The importance of countering girl hate is paramount, as it can have negative effects on women psychologically and prevent business opportunities.
Spotting it: Girl hate is not just disliking someone who happens to be a girl, it is particular cruelty laced with misogyny, due to insecurity and jealousy. Often girl hating surrounds “femme” areas such as appearance, clothes and sexuality. There may be varying reasons for the dislike of someone, but the expression of it manifests as criticisms of degrees of femininity, slut-shaming, and other interactions with men.

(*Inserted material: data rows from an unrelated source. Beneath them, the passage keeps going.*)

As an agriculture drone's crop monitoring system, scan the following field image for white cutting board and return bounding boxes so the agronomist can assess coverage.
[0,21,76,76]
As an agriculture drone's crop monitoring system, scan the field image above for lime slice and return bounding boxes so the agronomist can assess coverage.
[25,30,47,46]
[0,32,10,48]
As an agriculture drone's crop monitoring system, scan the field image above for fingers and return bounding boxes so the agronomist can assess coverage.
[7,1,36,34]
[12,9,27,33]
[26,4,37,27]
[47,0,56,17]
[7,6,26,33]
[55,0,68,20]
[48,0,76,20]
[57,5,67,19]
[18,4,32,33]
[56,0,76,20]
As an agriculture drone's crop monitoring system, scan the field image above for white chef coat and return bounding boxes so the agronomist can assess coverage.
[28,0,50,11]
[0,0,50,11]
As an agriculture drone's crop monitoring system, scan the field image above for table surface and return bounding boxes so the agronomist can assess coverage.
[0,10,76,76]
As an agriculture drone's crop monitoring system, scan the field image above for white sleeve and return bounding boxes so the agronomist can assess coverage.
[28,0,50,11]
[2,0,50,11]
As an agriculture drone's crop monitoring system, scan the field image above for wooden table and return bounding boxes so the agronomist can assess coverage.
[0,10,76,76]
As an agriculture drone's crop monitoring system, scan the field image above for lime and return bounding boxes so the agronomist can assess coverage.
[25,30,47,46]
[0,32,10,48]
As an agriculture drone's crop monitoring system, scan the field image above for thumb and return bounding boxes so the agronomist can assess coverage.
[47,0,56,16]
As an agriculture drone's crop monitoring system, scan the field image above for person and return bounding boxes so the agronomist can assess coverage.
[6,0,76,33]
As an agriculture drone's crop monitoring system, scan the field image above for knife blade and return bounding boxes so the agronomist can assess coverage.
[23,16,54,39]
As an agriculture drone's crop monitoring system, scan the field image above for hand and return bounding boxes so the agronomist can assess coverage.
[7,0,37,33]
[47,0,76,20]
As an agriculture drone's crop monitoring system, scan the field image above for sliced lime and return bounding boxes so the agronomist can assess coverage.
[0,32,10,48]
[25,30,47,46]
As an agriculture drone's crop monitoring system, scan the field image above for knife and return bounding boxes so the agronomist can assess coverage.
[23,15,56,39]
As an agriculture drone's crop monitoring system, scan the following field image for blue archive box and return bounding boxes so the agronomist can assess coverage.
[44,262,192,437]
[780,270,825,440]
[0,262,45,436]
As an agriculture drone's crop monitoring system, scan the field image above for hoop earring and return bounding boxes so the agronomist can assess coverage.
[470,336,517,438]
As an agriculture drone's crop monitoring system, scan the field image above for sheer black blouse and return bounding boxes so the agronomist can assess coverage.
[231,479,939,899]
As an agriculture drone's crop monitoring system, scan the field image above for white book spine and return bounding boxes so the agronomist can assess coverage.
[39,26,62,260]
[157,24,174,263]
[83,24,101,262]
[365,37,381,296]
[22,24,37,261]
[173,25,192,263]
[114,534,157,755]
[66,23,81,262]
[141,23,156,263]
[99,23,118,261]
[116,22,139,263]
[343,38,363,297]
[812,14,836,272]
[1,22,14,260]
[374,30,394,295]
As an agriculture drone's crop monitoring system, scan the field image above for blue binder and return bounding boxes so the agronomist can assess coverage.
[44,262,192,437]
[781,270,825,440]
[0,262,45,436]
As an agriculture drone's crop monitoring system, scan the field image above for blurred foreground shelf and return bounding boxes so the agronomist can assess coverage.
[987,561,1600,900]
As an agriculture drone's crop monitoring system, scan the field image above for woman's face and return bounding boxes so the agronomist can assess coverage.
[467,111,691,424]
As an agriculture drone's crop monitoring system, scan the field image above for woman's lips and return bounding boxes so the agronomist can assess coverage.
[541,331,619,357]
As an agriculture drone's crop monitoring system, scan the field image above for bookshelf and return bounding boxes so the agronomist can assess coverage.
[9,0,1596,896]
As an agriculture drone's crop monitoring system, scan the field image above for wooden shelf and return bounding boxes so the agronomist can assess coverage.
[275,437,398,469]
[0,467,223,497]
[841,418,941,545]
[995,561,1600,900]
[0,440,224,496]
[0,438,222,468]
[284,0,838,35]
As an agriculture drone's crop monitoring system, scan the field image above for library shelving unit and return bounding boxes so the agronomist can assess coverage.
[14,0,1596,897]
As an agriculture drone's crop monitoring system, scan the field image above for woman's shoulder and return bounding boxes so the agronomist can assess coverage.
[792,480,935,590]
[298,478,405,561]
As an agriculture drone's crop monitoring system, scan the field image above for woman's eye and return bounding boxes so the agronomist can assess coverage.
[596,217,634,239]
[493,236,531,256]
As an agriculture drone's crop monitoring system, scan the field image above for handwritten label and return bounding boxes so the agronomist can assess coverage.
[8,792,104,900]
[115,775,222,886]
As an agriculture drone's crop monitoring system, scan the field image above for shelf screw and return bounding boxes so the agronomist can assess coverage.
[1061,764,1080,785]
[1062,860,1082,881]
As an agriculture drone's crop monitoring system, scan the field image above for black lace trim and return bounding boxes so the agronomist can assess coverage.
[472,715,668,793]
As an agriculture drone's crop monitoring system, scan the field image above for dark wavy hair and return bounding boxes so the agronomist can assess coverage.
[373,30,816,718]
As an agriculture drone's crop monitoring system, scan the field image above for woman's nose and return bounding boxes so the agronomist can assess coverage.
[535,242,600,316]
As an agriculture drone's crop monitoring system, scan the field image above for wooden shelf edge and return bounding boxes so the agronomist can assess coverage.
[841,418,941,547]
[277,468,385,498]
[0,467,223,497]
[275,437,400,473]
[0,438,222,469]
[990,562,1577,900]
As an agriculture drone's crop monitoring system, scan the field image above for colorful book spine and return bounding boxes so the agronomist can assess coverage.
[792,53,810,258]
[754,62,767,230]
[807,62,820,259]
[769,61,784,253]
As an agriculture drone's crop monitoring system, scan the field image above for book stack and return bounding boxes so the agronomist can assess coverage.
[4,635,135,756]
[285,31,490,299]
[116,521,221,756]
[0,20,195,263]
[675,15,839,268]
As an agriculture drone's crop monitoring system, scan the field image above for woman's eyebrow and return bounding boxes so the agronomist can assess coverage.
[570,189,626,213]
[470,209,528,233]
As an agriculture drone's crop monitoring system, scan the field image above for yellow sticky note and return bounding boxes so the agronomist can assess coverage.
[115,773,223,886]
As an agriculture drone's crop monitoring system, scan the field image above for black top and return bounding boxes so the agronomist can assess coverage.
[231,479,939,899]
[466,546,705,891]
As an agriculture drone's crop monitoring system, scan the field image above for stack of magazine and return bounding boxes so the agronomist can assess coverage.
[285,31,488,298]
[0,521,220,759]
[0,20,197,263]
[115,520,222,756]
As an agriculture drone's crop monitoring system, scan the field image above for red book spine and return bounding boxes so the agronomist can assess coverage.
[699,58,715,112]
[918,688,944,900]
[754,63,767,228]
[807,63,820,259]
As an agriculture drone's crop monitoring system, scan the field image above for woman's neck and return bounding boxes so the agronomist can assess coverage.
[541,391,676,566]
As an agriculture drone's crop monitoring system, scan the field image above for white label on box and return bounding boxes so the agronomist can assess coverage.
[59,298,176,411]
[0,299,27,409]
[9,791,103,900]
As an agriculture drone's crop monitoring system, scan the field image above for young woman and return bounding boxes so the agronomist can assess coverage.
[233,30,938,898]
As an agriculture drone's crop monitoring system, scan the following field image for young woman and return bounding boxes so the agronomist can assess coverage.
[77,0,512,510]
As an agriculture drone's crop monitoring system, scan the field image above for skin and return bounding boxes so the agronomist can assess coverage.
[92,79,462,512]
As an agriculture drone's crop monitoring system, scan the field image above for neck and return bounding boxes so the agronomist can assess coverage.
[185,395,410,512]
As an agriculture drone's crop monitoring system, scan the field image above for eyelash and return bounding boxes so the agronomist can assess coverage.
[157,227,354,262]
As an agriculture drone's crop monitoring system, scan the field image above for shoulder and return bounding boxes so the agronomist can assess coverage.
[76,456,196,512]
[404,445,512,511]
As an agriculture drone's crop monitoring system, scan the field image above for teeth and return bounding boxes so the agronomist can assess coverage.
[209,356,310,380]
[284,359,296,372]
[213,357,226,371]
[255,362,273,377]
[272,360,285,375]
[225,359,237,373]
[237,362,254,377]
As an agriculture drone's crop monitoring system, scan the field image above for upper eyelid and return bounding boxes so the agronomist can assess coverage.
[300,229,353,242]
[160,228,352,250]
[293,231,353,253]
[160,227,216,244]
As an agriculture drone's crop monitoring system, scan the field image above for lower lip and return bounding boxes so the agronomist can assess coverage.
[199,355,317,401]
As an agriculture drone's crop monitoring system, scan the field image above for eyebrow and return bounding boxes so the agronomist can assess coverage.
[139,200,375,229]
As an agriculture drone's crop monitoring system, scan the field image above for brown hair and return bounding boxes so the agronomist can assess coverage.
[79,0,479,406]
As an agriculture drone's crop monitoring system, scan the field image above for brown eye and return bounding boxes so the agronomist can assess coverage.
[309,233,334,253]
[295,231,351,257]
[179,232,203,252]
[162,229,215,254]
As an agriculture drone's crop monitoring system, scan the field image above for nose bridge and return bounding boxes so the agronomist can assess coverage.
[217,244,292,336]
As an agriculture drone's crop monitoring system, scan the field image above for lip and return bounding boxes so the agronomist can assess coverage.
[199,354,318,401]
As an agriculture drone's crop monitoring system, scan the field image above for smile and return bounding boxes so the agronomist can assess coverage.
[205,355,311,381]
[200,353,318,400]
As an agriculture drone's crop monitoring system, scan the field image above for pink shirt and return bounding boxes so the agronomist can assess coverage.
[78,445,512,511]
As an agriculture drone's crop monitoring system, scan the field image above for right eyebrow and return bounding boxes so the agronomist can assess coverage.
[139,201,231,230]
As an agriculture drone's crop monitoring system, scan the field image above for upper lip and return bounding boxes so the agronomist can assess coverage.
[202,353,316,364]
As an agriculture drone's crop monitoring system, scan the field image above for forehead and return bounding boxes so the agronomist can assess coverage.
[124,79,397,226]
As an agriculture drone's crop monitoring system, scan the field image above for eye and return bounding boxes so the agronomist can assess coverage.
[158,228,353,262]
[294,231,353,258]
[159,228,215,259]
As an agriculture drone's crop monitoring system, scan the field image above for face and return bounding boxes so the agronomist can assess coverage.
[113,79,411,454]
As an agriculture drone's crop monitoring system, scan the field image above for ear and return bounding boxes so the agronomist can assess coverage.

We can all be culprits of girl hate at times. Anne Campbell, a psychologist at Durham University, argues “young women tend to use indirect aggression to a greater extent than young men because that’s the most socially acceptable way for women to compete”. Women are taught this competitiveness because it fits within patriarchal structures, and often is to the benefit of men.
Agustin Fuentes, Chair of the Department of Anthropology at the University of Notre Dame, points out: “women derogate other women on things that men value, such as sexual fidelity and physical attractiveness.”
Because of the patriarchal structures we are all manoeuvring our way through, it is easy to see why women are pitted against each other and feel that there is only room for one woman at the top. Unfortunately, often there is only one woman because women are treated as a group for which a certain quota needs to be filled. Whilst quotas can be good as a base line for inclusion and increasing diversity, it can also mean that its woman vs. woman when the quota for a women on the team is just one. (For example, comedy panel shows often appear to have just one token women, to represent half the population.)
The stereotype that successful women are intimidating adds to the culture of competition; success for a woman is coupled together with a harshness, which implies a cut-throat attitude, rather than encouraging women to help each other up.
There are so many social and business benefits to supporting women, as Kate Leaver, author of manifesto, The Friendship Cure, writes: “In an era of #MeToo and Time’s Up, we need female solidarity, we need female friendship, more than ever” as often victims of assault choose to confide in other women first.
Traditionally we have been taught to be competitive with one another. However, recent research in the Harvard Business Review showed that women who have an inner circle of close female contacts are more likely to land executive positions with greater authority and higher pay. Women trying to rise up into leadership often face ingrained systemic obstacles which make it harder for them to advance. One woman’s achievement is yours too as the representation of a woman in a successful position decreases the unconscious bias of society.
Men have had systems which benefit them for years such as the Boys Drinking Societies at Oxford and Cambridge, which allow young men to meet the “old boys” who now work in politics and business, making essential contacts and landing jobs. We need to keep building these kinds of networks for women.
Forbes magazine recently wrote an article entitled “The Power Of The Pack: Women Who Support Women Are More Successful” – Forbes Girls’ Lounge connected more than 17,500 corporate women and female entrepreneurs. LeanIn.org is an organisation which aims to connect women so we can lift each other up, and is supported by celebrities such as Emma Watson, Eva Longoria and Kerry Washington. Their website states: “Together women can do more, go further, and change the world”. (There are actually branches here in Exeter – https://leanin.org/together/women)
Encouraging female friendships and business alliances will actually benefit you and other women far more than competing to be the one woman at the top! Fighting the patriarchy includes supporting other women and wiping out the self-inflicted misogyny of girl hate.